Walking through history
Travelling the last stretch of the Camino de Santiago (Way of St James), from Sarria to Santiago de Compostela, finds you in the rural heart of Galicia (Spain). The route, which is about one hundred kilometers long, is known as the French Way, and is traversed by more than 300,000 pilgrims every year.
They enjoy nature while walking through oak forests and pastures where rubia gallega and friesian cows graze peacefully. What a great place to breath pure air! Inhabited in the past by Celtic tribes, in the Middle Ages the region became a place of cultural exchange between the Iberian Peninsula and the rest of Europe.
Further north from this pilgrimage route, surrounded by nature, lies the town of Cerceda, where Valtalia looks after the environment in the region by means of urban waste management and processing, for both yellow and black organic sacks. The facility recycles 500,000 to 550,000 tons of waste per year from more than 2.2 million inhabitants in the region, but first and foremost, it enables Galicia to be a reference worldwide on environmental protection.
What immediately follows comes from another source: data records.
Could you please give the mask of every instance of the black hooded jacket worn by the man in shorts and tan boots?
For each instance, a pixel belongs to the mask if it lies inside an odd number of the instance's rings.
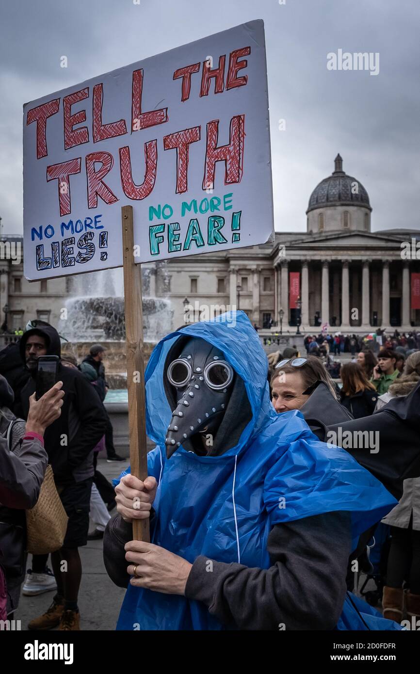
[[[47,340],[47,355],[61,356],[61,344],[57,330],[42,326],[28,330],[20,340],[20,356],[24,363],[26,341],[33,334]],[[49,426],[44,434],[44,446],[55,481],[69,485],[93,475],[93,449],[104,435],[107,417],[96,392],[82,373],[73,367],[59,364],[58,379],[63,382],[63,406],[59,419]],[[24,418],[28,416],[29,398],[36,388],[36,373],[30,377],[20,392]]]

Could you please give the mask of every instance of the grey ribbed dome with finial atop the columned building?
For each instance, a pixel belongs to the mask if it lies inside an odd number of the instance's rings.
[[[360,181],[342,170],[342,158],[337,154],[335,170],[324,178],[311,193],[307,213],[329,206],[361,206],[371,211],[369,195]]]

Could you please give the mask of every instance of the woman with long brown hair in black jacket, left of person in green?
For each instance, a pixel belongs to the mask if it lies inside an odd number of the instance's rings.
[[[354,419],[368,417],[378,400],[378,393],[367,379],[365,371],[357,363],[346,363],[340,370],[342,389],[341,404],[351,412]]]

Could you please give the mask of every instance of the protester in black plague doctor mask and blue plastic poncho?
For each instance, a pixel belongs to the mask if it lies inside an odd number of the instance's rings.
[[[395,499],[301,412],[276,414],[267,369],[243,312],[154,349],[149,477],[123,472],[104,537],[107,571],[127,587],[117,629],[398,628],[345,582],[357,537]],[[152,542],[131,541],[131,520],[149,516]]]

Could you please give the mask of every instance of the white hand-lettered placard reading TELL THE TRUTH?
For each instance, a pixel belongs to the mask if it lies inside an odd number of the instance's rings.
[[[24,273],[36,280],[265,243],[273,231],[264,24],[24,105]]]

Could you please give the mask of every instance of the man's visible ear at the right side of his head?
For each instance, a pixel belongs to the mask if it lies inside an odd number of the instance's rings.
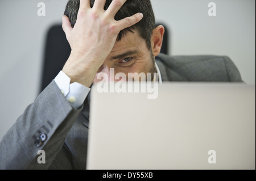
[[[154,57],[158,56],[158,54],[160,53],[163,43],[163,35],[164,27],[162,25],[159,25],[155,28],[155,30],[153,30],[153,33],[151,35],[151,47]]]

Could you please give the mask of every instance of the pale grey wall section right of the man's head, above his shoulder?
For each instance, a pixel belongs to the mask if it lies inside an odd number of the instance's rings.
[[[255,83],[254,0],[152,0],[156,20],[171,29],[171,54],[227,55]],[[217,16],[208,16],[215,2]]]

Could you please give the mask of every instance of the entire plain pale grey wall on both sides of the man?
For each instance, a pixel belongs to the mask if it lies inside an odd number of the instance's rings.
[[[37,15],[46,3],[46,16]],[[217,16],[208,16],[208,3]],[[61,23],[67,0],[0,0],[0,139],[38,95],[46,31]],[[170,52],[232,58],[255,83],[254,0],[152,0],[156,20],[171,31]]]

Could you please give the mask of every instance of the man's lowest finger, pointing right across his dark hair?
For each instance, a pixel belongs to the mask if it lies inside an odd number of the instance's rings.
[[[123,29],[131,27],[134,24],[140,22],[142,18],[143,18],[143,14],[139,12],[133,16],[127,17],[125,19],[121,19],[118,21],[117,28],[118,30],[122,31]]]

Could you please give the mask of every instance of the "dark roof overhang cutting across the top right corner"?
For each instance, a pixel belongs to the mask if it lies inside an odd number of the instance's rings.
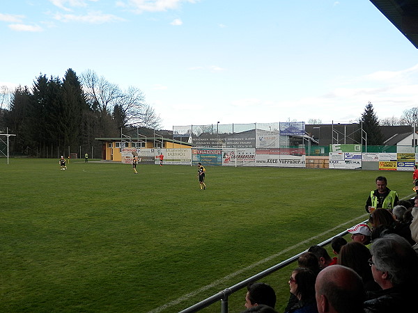
[[[418,48],[418,0],[370,0]]]

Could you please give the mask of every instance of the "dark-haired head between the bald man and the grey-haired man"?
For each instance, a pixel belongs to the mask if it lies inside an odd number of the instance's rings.
[[[373,280],[369,259],[371,252],[364,244],[351,241],[341,248],[338,264],[353,269],[363,280],[365,291],[380,290],[377,282]]]

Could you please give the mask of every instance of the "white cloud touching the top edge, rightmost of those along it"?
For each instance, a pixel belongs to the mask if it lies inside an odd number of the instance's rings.
[[[118,6],[132,8],[136,13],[163,12],[180,7],[183,2],[196,3],[200,0],[127,0],[118,1]]]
For this purpose, in Cerceda, Valtalia operates a group of waste processing plants. However, these premises are too small for the new strategy scheduled by the managers.
Environmental protection
That’s the key point: to enable most of the waste in Galicia to be recycled for other usages, thus preserving the environment in the region and protecting landscapes like those seen by the pilgrims along the Camino de Santiago. However, this required the Cerceda premises to be expanded. In order to meet these goals, the owner organization management decided to put into operation a new 15,000 m2 plant in Cerceda to recover materials contained in black sacks.
A public tender was announced for the construction and operation, and the Galician company Valtalia won it, for a period of fifteen years. Valtalia received clear indications about the task at hand, including full automation of the entire process. For the implementation, the company had the support of Asinova, a Galician company that specializes in programming and industrial automation.
“The goal was to put into operation a facility fitted with more than 500 control units, overseeing conveyors, trommels, crushing and sorting machinery, and more than 150 variable-frequency drives, controlled by industrial communications,” says Jorge Guinarte, CEO at Asinova.